Reste que l’ampleur de ces critiques ne peut être ignorée. Selon un sondage Gallup récent, seuls 40 % des Américains approuvent la performance de la Cour suprême, un plancher historique.

Le même sondage indique par ailleurs que 42 % des Américains, soit une pluralité, estiment que la Cour suprême est « trop conservatrice », un sommet.

Une des causes les plus attendues de la nouvelle session — Moore c. Harper — pourrait conforter ces Américains dans leur opinion. Les législateurs républicains de la Caroline du Nord veulent que la Cour suprême décrète que les tribunaux d’État n’ont aucun droit de regard sur les mesures prises par les législatures d’État en ce qui concerne les élections fédérales.

La cause découle d’une décision rendue en février dernier par la Cour suprême de la Caroline du Nord. Celle-ci a rejeté la nouvelle carte électorale dessinée par les républicains de l’État, concluant qu’elle diluait de façon intentionnelle et illégale le vote des démocrates.

Les républicains appuient leurs arguments sur une théorie juridique appelée « doctrine de la législature indépendante de l’État ». Certains juges de la Cour suprême des États-Unis, dont Clarence Thomas, Samuel Alito et Neil Gorsuch, souscrivent à divers degrés à cette doctrine selon laquelle la Constitution américaine réserve exclusivement aux législateurs d’État le contrôle du déroulement des élections fédérales.
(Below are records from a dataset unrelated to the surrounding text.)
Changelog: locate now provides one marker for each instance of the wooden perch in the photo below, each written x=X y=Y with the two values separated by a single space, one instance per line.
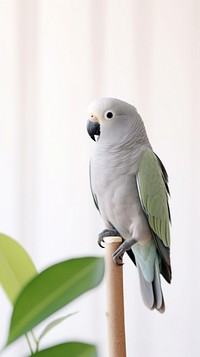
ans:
x=114 y=301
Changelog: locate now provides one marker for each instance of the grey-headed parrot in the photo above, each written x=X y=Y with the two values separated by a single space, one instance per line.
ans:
x=129 y=186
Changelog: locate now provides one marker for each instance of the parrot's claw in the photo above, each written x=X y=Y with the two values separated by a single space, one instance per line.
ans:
x=126 y=245
x=106 y=233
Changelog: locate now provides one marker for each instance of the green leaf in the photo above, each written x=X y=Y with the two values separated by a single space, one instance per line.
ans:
x=53 y=324
x=16 y=267
x=51 y=290
x=71 y=349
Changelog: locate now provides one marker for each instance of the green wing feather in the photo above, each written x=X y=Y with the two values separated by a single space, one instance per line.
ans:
x=153 y=189
x=152 y=181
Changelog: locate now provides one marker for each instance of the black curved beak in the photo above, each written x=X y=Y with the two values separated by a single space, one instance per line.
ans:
x=93 y=129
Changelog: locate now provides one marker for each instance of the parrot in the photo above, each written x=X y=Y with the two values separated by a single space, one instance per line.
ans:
x=129 y=186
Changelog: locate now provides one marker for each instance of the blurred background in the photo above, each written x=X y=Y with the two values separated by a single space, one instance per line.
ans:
x=56 y=56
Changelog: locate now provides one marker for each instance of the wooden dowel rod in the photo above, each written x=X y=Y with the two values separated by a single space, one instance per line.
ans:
x=114 y=301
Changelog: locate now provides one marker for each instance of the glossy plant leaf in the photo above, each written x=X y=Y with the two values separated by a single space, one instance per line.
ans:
x=53 y=324
x=71 y=349
x=51 y=290
x=16 y=267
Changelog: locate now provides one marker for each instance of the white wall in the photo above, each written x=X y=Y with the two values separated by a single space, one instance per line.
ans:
x=55 y=57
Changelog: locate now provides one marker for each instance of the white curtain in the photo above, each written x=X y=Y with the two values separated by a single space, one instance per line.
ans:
x=56 y=56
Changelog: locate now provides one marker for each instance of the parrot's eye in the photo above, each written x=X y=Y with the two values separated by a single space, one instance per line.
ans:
x=109 y=115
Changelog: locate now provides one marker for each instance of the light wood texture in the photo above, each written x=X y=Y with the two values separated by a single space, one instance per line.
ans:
x=114 y=301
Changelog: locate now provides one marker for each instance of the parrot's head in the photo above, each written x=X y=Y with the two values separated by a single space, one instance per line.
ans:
x=112 y=120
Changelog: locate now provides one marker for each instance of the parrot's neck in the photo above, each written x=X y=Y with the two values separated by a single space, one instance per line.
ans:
x=117 y=155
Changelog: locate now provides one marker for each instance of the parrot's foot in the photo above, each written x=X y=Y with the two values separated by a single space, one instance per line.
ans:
x=126 y=245
x=106 y=233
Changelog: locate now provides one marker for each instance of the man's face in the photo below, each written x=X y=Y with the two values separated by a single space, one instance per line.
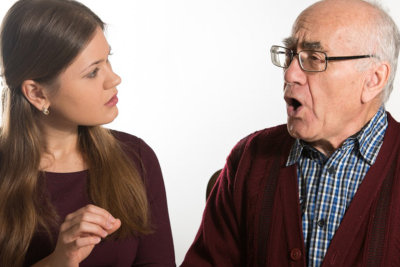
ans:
x=324 y=106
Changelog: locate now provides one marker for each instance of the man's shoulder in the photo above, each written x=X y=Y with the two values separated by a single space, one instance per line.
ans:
x=268 y=137
x=269 y=141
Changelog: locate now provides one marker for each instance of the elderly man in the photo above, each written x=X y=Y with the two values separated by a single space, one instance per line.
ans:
x=323 y=190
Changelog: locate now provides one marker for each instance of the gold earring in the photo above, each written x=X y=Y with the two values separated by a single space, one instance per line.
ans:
x=45 y=111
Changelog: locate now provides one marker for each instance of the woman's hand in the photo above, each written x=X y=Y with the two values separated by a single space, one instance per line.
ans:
x=80 y=232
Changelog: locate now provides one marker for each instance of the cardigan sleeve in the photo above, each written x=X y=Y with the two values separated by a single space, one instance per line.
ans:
x=155 y=249
x=218 y=241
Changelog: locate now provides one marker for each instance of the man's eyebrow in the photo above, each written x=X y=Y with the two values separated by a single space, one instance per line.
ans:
x=311 y=45
x=290 y=42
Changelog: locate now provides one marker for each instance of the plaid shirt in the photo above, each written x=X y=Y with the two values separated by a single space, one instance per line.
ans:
x=327 y=185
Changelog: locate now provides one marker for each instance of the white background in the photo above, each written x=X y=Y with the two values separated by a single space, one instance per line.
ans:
x=196 y=78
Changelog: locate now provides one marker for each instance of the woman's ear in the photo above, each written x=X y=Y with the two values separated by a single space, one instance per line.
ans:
x=375 y=82
x=35 y=94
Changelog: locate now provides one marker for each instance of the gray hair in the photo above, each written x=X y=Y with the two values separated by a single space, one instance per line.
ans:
x=383 y=40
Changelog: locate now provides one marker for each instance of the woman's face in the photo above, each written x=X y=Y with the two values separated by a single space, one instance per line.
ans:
x=87 y=93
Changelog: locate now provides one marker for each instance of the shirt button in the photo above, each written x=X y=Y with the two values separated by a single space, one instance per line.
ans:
x=321 y=223
x=331 y=170
x=295 y=254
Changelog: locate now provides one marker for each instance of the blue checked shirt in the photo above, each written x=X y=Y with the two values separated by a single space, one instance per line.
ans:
x=327 y=185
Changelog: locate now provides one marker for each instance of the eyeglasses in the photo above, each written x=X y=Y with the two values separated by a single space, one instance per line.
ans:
x=310 y=60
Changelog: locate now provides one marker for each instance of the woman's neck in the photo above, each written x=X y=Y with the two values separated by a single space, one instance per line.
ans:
x=62 y=153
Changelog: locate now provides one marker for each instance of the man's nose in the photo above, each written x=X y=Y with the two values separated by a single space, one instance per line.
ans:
x=294 y=74
x=112 y=80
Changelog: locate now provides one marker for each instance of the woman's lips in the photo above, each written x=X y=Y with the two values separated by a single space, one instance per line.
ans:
x=113 y=101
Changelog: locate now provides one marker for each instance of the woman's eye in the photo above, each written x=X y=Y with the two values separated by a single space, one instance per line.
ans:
x=93 y=74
Une décision favorable aux républicains de la Caroline du Nord pourrait s’appliquer à d’autres États clés, tels le Michigan, le Wisconsin et la Pennsylvanie.

Elle serait susceptible de compromettre encore davantage la légitimité de la Cour suprême des États-Unis, au vu du rôle crucial joué par les tribunaux d’État lors des contestations par Donald Trump et ses alliés des résultats de l’élection présidentielle de 2020.